FieldTypeDescription
match.packagesstring[]Exact package names
match.name_patternsstring[]Glob/regex patterns for package names
match.finding_typestringType of finding: vulnerability, license, malware, typosquat, provenance, reputation
match.severitystringMinimum severity: critical, high, medium, low, info
match.reasonsstring[]Specific reason codes to match
match.license_spdx.allowstring[]Allowlisted SPDX license identifiers
match.license_spdx.denystring[]Denylisted SPDX license identifiers
match.ecosystemstringPackage ecosystem: npm, pypi, cargo, etc.
actionstringallow, warn, approve, or block
reasonstringHuman-readable reason for the rule
package_rules:
  # Block critical vulnerabilities
  - match:
      finding_type: vulnerability
      severity: critical
    action: block
    reason: "Critical vulnerability detected"
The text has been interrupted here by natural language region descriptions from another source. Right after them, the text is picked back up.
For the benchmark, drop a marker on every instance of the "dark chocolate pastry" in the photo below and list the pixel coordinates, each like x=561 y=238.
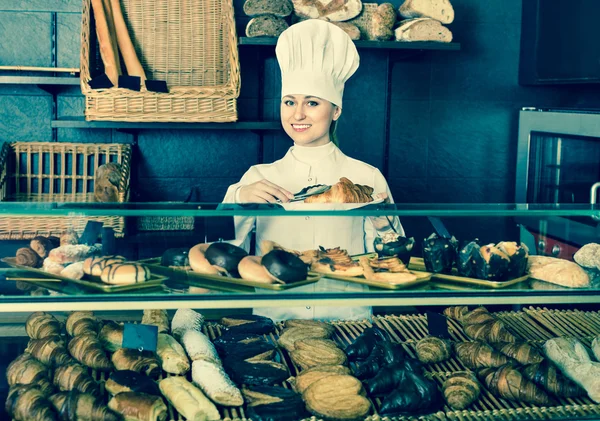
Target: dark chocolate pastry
x=176 y=257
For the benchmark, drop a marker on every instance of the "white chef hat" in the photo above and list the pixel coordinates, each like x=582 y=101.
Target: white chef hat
x=316 y=58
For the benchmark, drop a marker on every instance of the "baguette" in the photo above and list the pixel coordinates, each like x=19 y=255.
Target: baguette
x=172 y=355
x=132 y=63
x=113 y=35
x=188 y=399
x=106 y=46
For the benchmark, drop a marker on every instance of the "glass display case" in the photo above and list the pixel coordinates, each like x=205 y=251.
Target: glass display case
x=408 y=304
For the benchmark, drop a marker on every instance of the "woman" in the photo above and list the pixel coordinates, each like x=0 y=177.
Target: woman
x=316 y=59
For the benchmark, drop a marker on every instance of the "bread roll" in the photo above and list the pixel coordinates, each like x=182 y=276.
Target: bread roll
x=135 y=406
x=558 y=271
x=125 y=273
x=217 y=385
x=171 y=355
x=266 y=26
x=188 y=399
x=440 y=10
x=422 y=29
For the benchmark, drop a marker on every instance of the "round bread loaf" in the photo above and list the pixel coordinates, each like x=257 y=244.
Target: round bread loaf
x=285 y=266
x=95 y=265
x=225 y=255
x=125 y=273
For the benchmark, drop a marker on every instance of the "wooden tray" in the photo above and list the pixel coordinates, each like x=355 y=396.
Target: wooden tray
x=417 y=264
x=201 y=279
x=92 y=282
x=422 y=277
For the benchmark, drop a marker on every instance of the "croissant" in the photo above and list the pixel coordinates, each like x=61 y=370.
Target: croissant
x=27 y=257
x=508 y=383
x=50 y=350
x=82 y=322
x=492 y=331
x=29 y=403
x=520 y=351
x=461 y=389
x=158 y=318
x=139 y=361
x=344 y=191
x=40 y=325
x=479 y=355
x=27 y=370
x=82 y=406
x=88 y=350
x=546 y=375
x=75 y=377
x=456 y=312
x=433 y=350
x=111 y=336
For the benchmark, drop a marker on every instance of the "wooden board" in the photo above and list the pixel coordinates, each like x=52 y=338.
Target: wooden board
x=417 y=264
x=205 y=280
x=93 y=282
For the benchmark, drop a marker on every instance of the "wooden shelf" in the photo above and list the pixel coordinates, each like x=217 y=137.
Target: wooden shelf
x=39 y=80
x=80 y=123
x=382 y=45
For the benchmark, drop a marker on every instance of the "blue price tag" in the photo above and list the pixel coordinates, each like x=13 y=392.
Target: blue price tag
x=437 y=325
x=140 y=337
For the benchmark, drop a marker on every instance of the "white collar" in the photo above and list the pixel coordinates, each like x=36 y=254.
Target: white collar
x=312 y=154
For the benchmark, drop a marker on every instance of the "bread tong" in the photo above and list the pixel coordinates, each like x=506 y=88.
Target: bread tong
x=309 y=191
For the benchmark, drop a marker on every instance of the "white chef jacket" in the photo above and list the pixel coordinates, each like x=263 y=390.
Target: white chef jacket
x=301 y=167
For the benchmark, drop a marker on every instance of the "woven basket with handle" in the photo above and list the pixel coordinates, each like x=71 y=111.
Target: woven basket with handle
x=190 y=44
x=57 y=172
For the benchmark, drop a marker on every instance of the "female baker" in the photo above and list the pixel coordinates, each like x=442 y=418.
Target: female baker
x=316 y=58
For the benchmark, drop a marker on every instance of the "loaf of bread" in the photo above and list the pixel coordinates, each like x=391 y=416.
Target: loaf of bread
x=125 y=273
x=422 y=29
x=333 y=11
x=279 y=8
x=266 y=26
x=352 y=30
x=440 y=10
x=188 y=399
x=557 y=271
x=171 y=355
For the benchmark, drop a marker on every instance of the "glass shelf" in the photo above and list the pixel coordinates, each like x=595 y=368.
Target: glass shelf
x=180 y=209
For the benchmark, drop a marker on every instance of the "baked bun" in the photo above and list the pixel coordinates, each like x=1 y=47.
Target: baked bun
x=251 y=269
x=276 y=267
x=125 y=273
x=285 y=266
x=225 y=255
x=95 y=265
x=176 y=257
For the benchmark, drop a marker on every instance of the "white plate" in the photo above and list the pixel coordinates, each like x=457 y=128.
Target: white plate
x=328 y=206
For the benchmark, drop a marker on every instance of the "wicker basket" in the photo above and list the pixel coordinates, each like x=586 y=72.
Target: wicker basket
x=191 y=44
x=56 y=172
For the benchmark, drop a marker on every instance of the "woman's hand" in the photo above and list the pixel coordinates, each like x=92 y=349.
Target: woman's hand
x=264 y=191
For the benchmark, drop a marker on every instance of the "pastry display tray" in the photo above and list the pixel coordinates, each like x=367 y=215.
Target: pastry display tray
x=91 y=282
x=417 y=264
x=534 y=325
x=206 y=280
x=422 y=277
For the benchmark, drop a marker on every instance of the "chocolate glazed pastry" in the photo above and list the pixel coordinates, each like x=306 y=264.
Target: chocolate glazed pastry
x=28 y=257
x=225 y=255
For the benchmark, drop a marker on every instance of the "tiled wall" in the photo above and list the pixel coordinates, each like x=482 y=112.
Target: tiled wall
x=453 y=118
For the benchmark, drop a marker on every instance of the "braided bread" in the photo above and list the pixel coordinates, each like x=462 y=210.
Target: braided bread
x=344 y=191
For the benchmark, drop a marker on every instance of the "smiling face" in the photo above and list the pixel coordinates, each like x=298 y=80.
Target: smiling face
x=306 y=119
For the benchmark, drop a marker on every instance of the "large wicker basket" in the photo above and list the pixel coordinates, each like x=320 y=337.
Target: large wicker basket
x=56 y=172
x=191 y=44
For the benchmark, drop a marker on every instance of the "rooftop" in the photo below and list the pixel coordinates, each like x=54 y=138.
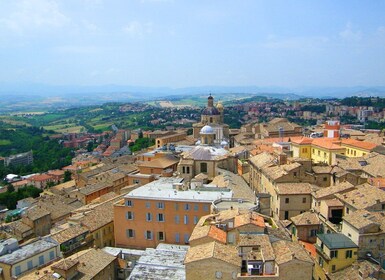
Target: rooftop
x=28 y=251
x=165 y=262
x=336 y=241
x=165 y=189
x=213 y=250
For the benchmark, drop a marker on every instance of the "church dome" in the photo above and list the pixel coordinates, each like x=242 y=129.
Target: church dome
x=210 y=111
x=207 y=130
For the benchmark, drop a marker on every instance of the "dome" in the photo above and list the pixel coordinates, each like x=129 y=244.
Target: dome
x=207 y=130
x=210 y=111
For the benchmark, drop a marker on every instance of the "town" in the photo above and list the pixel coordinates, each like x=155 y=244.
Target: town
x=295 y=192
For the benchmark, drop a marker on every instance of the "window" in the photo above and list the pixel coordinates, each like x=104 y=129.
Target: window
x=161 y=236
x=17 y=270
x=186 y=238
x=130 y=215
x=349 y=254
x=30 y=265
x=130 y=233
x=203 y=167
x=160 y=217
x=148 y=235
x=286 y=215
x=148 y=217
x=313 y=232
x=333 y=254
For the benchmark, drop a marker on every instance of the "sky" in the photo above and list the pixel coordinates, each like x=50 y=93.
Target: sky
x=165 y=43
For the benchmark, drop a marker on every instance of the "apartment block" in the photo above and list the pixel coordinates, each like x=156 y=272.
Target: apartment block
x=163 y=211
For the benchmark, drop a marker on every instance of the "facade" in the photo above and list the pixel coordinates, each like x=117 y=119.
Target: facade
x=165 y=210
x=24 y=159
x=334 y=251
x=28 y=257
x=214 y=117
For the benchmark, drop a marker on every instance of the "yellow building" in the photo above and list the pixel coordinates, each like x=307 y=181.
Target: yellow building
x=356 y=148
x=334 y=251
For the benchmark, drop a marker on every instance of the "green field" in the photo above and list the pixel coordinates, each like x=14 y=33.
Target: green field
x=5 y=142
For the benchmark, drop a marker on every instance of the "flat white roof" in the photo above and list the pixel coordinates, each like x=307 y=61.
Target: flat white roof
x=164 y=189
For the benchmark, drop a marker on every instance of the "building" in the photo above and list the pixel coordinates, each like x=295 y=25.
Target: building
x=334 y=251
x=165 y=210
x=23 y=158
x=214 y=117
x=28 y=257
x=165 y=262
x=206 y=157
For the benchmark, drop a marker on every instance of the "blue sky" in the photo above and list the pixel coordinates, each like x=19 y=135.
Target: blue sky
x=193 y=43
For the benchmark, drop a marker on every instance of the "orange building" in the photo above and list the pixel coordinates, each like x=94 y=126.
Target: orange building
x=163 y=211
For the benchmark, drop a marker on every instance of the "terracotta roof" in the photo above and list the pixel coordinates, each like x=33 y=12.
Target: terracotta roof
x=213 y=250
x=328 y=143
x=249 y=218
x=360 y=219
x=258 y=240
x=209 y=231
x=359 y=144
x=40 y=178
x=294 y=188
x=69 y=233
x=306 y=219
x=363 y=197
x=330 y=191
x=287 y=251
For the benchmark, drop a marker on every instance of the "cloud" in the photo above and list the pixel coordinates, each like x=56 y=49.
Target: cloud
x=138 y=29
x=29 y=15
x=300 y=43
x=348 y=34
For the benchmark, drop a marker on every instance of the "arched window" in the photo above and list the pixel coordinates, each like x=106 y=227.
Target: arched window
x=203 y=167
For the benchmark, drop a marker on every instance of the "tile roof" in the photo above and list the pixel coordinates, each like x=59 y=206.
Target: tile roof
x=336 y=241
x=359 y=144
x=213 y=250
x=249 y=218
x=286 y=251
x=258 y=240
x=305 y=219
x=294 y=188
x=201 y=231
x=330 y=191
x=69 y=233
x=363 y=196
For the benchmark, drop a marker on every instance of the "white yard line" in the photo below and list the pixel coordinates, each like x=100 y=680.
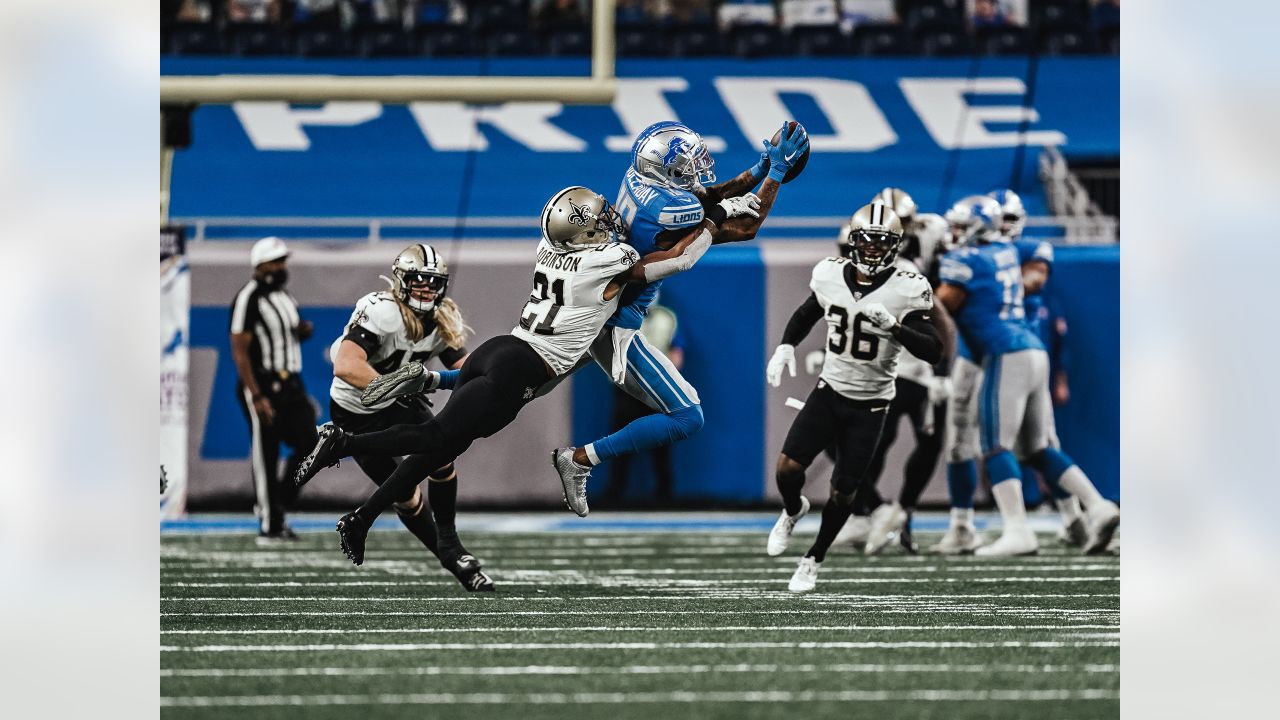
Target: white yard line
x=814 y=645
x=622 y=670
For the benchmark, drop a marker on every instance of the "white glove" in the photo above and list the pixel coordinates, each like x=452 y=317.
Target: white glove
x=743 y=205
x=940 y=390
x=785 y=356
x=878 y=315
x=813 y=361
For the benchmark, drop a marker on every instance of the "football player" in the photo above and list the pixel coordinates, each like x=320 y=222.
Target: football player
x=412 y=322
x=579 y=276
x=872 y=311
x=982 y=286
x=664 y=200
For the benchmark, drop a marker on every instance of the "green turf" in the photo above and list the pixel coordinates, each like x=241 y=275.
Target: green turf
x=631 y=625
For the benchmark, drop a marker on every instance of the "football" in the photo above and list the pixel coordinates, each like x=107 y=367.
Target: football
x=799 y=165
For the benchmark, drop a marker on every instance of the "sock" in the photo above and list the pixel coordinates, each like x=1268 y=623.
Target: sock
x=648 y=433
x=833 y=518
x=961 y=482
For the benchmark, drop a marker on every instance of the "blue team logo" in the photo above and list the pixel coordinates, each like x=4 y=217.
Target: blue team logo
x=675 y=149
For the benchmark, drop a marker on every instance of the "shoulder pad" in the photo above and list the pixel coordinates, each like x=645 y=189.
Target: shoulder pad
x=379 y=313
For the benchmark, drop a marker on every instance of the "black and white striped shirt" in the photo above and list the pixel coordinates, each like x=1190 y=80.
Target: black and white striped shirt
x=272 y=317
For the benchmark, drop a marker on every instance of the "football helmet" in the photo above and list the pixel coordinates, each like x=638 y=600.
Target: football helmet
x=874 y=238
x=976 y=218
x=577 y=218
x=672 y=154
x=1013 y=214
x=420 y=268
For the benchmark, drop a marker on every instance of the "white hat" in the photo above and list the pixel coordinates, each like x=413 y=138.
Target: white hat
x=266 y=250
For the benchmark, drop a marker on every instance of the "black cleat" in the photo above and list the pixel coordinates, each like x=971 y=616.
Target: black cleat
x=472 y=577
x=352 y=532
x=330 y=447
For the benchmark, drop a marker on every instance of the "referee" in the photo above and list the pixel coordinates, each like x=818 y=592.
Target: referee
x=265 y=333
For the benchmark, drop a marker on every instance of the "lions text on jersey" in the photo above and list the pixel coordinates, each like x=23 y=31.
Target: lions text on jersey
x=378 y=327
x=992 y=319
x=649 y=209
x=567 y=306
x=862 y=359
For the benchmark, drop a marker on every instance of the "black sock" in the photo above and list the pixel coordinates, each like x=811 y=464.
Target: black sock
x=833 y=518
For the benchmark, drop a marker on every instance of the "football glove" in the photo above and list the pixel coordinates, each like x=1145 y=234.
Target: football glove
x=785 y=356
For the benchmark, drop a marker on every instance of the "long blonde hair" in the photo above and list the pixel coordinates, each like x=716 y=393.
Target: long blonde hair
x=448 y=320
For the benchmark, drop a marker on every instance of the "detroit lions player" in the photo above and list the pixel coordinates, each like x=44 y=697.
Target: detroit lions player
x=663 y=199
x=982 y=286
x=873 y=310
x=580 y=272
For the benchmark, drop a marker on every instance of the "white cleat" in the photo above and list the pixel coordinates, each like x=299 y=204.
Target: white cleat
x=781 y=533
x=572 y=478
x=959 y=540
x=854 y=533
x=1009 y=543
x=1104 y=519
x=887 y=522
x=807 y=575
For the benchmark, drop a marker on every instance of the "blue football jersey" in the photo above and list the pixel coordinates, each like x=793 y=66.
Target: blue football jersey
x=992 y=318
x=649 y=209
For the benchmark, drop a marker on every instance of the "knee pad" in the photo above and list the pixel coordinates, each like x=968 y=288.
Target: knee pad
x=689 y=420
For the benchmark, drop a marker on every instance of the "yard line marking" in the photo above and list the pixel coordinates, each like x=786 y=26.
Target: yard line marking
x=758 y=645
x=620 y=670
x=671 y=697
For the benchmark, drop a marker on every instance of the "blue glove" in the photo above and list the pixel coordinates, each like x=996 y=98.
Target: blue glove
x=784 y=154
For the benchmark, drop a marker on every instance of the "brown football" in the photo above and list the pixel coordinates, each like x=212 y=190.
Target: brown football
x=799 y=164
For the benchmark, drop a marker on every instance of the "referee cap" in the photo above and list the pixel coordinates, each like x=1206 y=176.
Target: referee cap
x=266 y=250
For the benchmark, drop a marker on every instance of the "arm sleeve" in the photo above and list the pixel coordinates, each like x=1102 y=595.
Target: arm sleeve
x=919 y=337
x=803 y=320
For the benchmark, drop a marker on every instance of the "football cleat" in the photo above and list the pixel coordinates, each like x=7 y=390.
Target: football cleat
x=1020 y=541
x=781 y=533
x=805 y=577
x=1104 y=519
x=472 y=577
x=410 y=379
x=572 y=478
x=330 y=447
x=352 y=532
x=854 y=533
x=887 y=522
x=959 y=540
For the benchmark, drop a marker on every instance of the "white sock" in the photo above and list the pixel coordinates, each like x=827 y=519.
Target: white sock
x=961 y=516
x=1077 y=483
x=1009 y=499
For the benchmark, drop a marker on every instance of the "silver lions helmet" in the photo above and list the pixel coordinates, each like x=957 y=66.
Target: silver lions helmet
x=874 y=237
x=577 y=218
x=976 y=218
x=420 y=277
x=1013 y=214
x=672 y=154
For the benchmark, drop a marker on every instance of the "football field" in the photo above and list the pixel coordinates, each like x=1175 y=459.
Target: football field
x=631 y=620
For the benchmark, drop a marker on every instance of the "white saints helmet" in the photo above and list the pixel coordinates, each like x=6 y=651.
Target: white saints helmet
x=1013 y=214
x=976 y=218
x=874 y=237
x=417 y=268
x=670 y=153
x=577 y=218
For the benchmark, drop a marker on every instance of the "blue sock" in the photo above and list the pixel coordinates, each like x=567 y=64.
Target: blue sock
x=961 y=482
x=647 y=433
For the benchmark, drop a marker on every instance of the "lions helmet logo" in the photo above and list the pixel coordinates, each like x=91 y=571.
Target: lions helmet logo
x=673 y=150
x=580 y=214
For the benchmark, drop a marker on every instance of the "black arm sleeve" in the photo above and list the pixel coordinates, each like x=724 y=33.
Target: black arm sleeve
x=919 y=337
x=801 y=320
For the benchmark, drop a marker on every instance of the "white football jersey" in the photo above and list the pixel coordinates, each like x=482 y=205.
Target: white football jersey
x=567 y=306
x=379 y=314
x=862 y=359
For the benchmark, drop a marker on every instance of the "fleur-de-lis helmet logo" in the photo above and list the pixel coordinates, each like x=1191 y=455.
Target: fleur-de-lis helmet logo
x=580 y=215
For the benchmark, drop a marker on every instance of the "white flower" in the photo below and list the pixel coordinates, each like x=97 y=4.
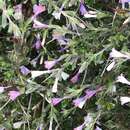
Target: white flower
x=109 y=68
x=124 y=100
x=123 y=80
x=117 y=54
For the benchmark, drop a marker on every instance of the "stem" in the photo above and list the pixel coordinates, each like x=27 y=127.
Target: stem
x=5 y=104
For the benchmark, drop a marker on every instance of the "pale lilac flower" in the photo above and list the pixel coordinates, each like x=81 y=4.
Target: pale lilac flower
x=122 y=79
x=116 y=54
x=37 y=9
x=39 y=25
x=24 y=70
x=82 y=9
x=79 y=127
x=75 y=78
x=13 y=95
x=37 y=44
x=18 y=12
x=110 y=66
x=50 y=64
x=56 y=101
x=1 y=89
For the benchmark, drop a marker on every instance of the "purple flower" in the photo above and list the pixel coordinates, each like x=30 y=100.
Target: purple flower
x=18 y=12
x=79 y=127
x=60 y=39
x=13 y=95
x=56 y=101
x=124 y=1
x=75 y=78
x=82 y=9
x=37 y=44
x=97 y=128
x=37 y=9
x=24 y=70
x=90 y=93
x=1 y=89
x=79 y=102
x=50 y=64
x=39 y=25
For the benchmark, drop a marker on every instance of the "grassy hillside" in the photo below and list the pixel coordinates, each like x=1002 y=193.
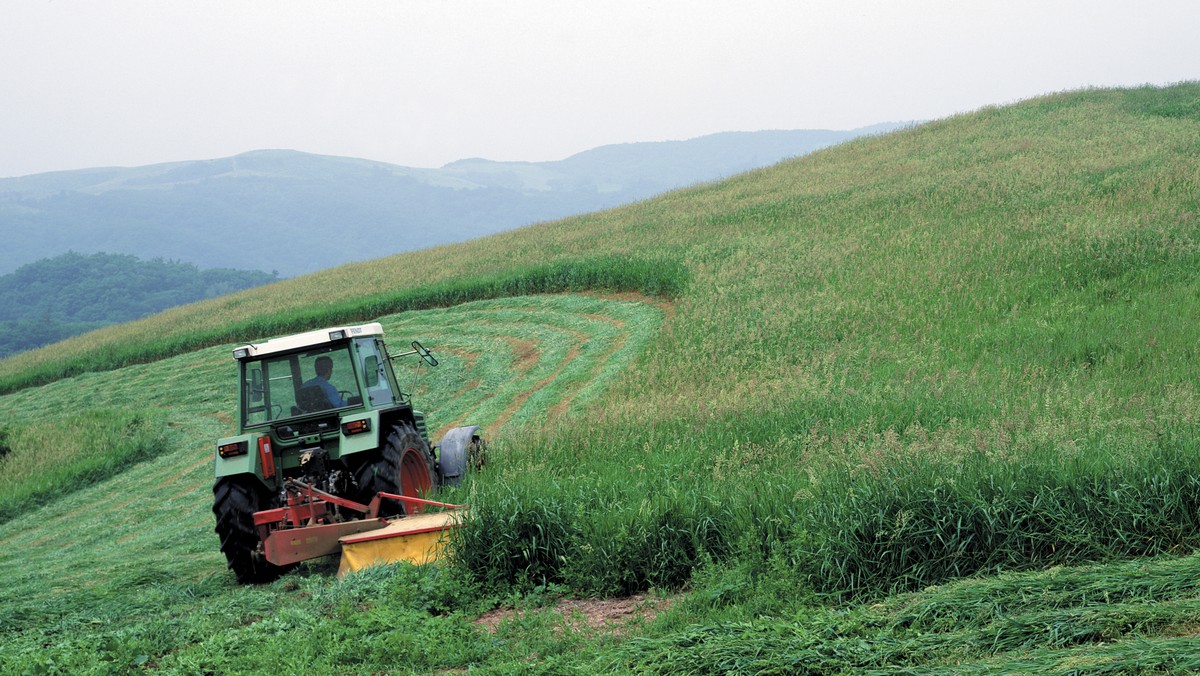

  # Block malware and typosquats
  - match:
      finding_type: malware
    action: block

  - match:
      finding_type: typosquat
    action: block

  # Block copyleft licenses
  - match:
      finding_type: license
      license_spdx:
        deny: [GPL-2.0-only, GPL-3.0-only, AGPL-3.0-only]
    action: block

  # Warn on medium vulnerabilities
  - match:
      finding_type: vulnerability
      severity: medium
    action: warn

  # Allow a specific trusted package regardless of findings
  - match:
      packages: [lodash]
    action: allow

DNS Redirects#

DNS redirect rules steer domain resolution at the ptrace level. When a traced process resolves a domain matching a rule, the DNS response is rewritten to the specified IP address. Available in ptrace mode only.

FieldTypeDescription
namestringRule name (for logging)
matchstringRegex pattern to match against the queried domain
resolve_tostringIP address to return instead of the real resolution
visibilitystringsilent, audit_only, or warn
on_failurestringfail_closed, fail_open, or retry_original
dns_redirects:
  # Redirect npm registry to internal mirror
  - name: npm-mirror
    match: "^registry\\.npmjs\\.org$"
    resolve_to: "10.0.1.50"
    visibility: audit_only
    on_failure: retry_original

  # Redirect all PyPI traffic
  - name: pypi-mirror
    match: "^(files|upload)\\.pythonhosted\\.org$"
    resolve_to: "10.0.1.51"
    visibility: silent
    on_failure: fail_closed

Connect Redirects#

Connect redirect rules steer outbound TCP connections at the ptrace level. When a traced process connects to a host:port matching a rule, the connection is redirected to the specified destination. Supports optional TLS SNI rewriting. Available in ptrace mode only.

FieldTypeDescription
namestringRule name (for logging)
matchstringRegex pattern to match against host:port
redirect_tostringNew host:port destination
tls.modestringpassthrough or rewrite_sni
tls.snistringNew SNI value (required when mode is rewrite_sni)
visibilitystringsilent, audit_only, or warn
on_failurestringfail_closed, fail_open, or retry_original
connect_redirects:
  # Route API traffic through internal proxy
  - name: api-proxy
    match: "^api\\.openai\\.com:443$"
    redirect_to: "proxy.internal:8443"
    tls:
      mode: rewrite_sni
      sni: "api.openai.com"
    visibility: audit_only
    on_failure: fail_closed

Transparent Commands Override#

Control which commands are transparently unwrapped by the execve interceptor. When a transparent command (like sudo, env, or nice) is detected, agentsh unwraps it and evaluates the payload command against policy instead. You can add custom wrappers or remove built-in ones.

transparent_commands:
  # Add custom task runners to the transparent list
  add:
    - myrunner
    - taskrunner
    - doas

  # Remove commands from the built-in defaults
  remove:
    - sudo     # Evaluate sudo itself, don't unwrap

Built-in transparent commands include: sudo, env, nice, nohup, timeout, strace, ltrace, time, xargs.

Starter Policy Packs#

Pre-built policies for common scenarios:

dev-safe.yaml

Safe for local development.

ci-strict.yaml

Safe for CI runners.

agent-sandbox.yaml

"Agent runs unknown code" mode.

agent-default.yaml

Comprehensive policy for AI coding agents (Claude Code, Codex CLI, etc.). Designed for use with agentsh wrap.